Influence of Mg2+ Ions on the Formation of Green Rust Compounds in Simulated Marine Environments

Abstract

Green rust compounds (GR), i.e., Fe(II-III) layered double hydroxides, are important transient compounds resulting from the corrosion of steel in seawater. The sulfated variety, GR(SO42−), was reported as one of the main components of the corrosion product layer, while the chloride variety, GR(Cl−), was more rarely observed. The carbonate variety, GR(CO32−), is favored by an increase in pH and forms preferentially in the cathodic areas of the metal surface. Since Mg(II) is abundant in seawater, it may have a strong influence on the formation of GR compounds, in particular as it can be incorporated in the hydroxide sheets of the GR crystal structure. In the present work, the influence of Mg2+ on the precipitation reaction of GR(SO42−) was investigated.
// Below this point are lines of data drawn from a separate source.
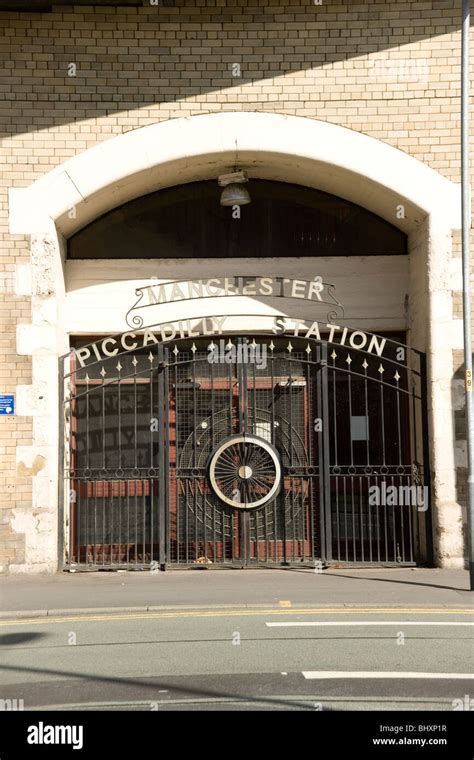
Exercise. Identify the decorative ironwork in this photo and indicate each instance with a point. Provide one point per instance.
(245, 472)
(169, 458)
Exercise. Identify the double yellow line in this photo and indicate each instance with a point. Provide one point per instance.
(220, 613)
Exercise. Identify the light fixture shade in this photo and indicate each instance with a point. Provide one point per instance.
(235, 195)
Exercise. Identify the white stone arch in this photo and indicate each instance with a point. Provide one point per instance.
(386, 181)
(270, 146)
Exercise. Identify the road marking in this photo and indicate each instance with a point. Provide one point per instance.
(245, 612)
(324, 623)
(330, 674)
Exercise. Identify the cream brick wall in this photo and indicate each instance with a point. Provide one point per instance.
(387, 69)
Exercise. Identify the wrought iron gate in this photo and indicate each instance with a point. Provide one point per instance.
(277, 452)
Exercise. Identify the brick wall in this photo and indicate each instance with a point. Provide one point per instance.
(387, 69)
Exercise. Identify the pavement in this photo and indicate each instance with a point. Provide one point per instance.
(281, 639)
(102, 592)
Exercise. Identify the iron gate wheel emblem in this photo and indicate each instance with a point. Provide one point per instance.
(245, 471)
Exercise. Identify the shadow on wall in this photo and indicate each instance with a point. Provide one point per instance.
(169, 55)
(460, 439)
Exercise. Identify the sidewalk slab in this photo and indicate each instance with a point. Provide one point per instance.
(66, 593)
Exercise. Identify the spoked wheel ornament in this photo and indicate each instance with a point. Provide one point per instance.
(245, 471)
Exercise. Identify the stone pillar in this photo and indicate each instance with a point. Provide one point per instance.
(43, 340)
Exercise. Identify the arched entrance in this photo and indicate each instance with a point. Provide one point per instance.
(338, 161)
(230, 451)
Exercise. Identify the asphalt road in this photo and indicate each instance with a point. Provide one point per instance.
(243, 659)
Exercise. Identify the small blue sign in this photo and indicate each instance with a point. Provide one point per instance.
(7, 404)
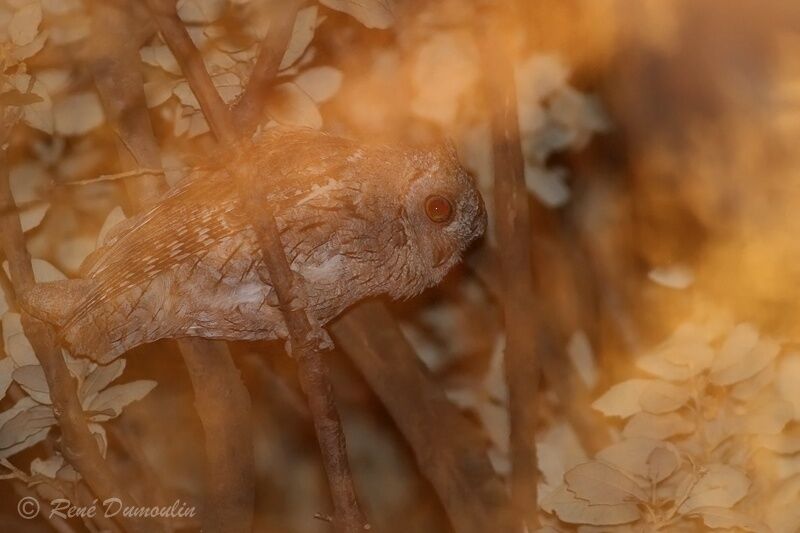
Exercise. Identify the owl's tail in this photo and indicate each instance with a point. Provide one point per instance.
(56, 302)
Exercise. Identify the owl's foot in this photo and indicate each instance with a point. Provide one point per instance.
(298, 298)
(317, 338)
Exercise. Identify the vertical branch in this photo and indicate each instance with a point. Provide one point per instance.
(182, 47)
(312, 370)
(221, 399)
(79, 445)
(248, 109)
(513, 234)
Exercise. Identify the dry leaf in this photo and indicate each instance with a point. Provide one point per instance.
(200, 11)
(110, 402)
(78, 114)
(661, 464)
(31, 217)
(289, 105)
(718, 517)
(602, 484)
(742, 356)
(71, 253)
(15, 342)
(674, 277)
(632, 455)
(23, 425)
(302, 34)
(24, 25)
(6, 370)
(114, 217)
(31, 379)
(548, 184)
(787, 381)
(48, 467)
(446, 67)
(686, 354)
(160, 56)
(572, 510)
(99, 379)
(632, 396)
(37, 115)
(662, 427)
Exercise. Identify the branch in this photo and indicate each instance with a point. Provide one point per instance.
(250, 106)
(449, 450)
(312, 369)
(513, 233)
(222, 401)
(177, 39)
(79, 445)
(313, 372)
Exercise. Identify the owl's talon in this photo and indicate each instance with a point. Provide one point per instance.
(272, 298)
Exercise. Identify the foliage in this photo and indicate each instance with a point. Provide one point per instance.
(709, 435)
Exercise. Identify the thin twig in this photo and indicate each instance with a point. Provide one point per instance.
(312, 368)
(222, 401)
(450, 451)
(514, 245)
(79, 445)
(180, 43)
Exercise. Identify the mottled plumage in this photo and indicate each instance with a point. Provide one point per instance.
(355, 220)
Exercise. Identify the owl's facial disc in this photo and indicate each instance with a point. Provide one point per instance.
(446, 211)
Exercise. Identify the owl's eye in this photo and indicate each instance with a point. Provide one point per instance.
(438, 208)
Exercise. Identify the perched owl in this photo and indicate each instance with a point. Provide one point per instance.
(355, 221)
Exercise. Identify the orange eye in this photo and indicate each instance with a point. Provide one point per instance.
(438, 208)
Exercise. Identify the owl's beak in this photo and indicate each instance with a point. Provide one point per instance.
(440, 257)
(481, 219)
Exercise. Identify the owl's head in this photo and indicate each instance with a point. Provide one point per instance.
(443, 211)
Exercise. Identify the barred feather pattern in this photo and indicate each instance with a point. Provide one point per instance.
(352, 223)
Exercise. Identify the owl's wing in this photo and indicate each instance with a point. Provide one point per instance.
(204, 209)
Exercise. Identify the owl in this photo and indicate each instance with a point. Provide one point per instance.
(356, 221)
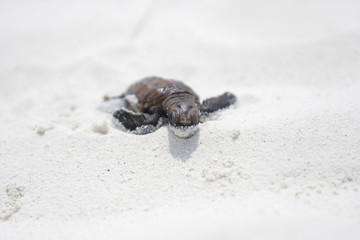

For that purpose, Mg2+ was substituted, partially or entirely, for Fe2+. The GR was then prepared by mixing a solution of FeCl3·6H2O, Na2SO4·10H2O, NaCl, FeCl2·4H2O and/or MgCl2·4H2O with a solution of NaOH. The precipitation of the GR was followed or not by a 1-week aging period. The obtained precipitate was characterized by X-ray diffraction. It was observed that Mg(II) favored the formation of chloride green rust GR(Cl−) and magnetite Fe3O4 at the detriment of GR(SO42−). The proportion of GR(Cl−) and Fe3O4 increased with the Mg(II):Fe(II) substitution ratio. Without Fe(II), the precipitation reaction led to iowaite, i.e., the Mg(II)-Fe(III) compound structurally similar to GR(Cl−). It is forwarded that the presence of Mg2+ cations in the hydroxide sheets of the GR crystal structure is detrimental for the stability of the crystal structure of GR(SO42−) and favors the formation of other mixed valence Fe(II,III) compounds.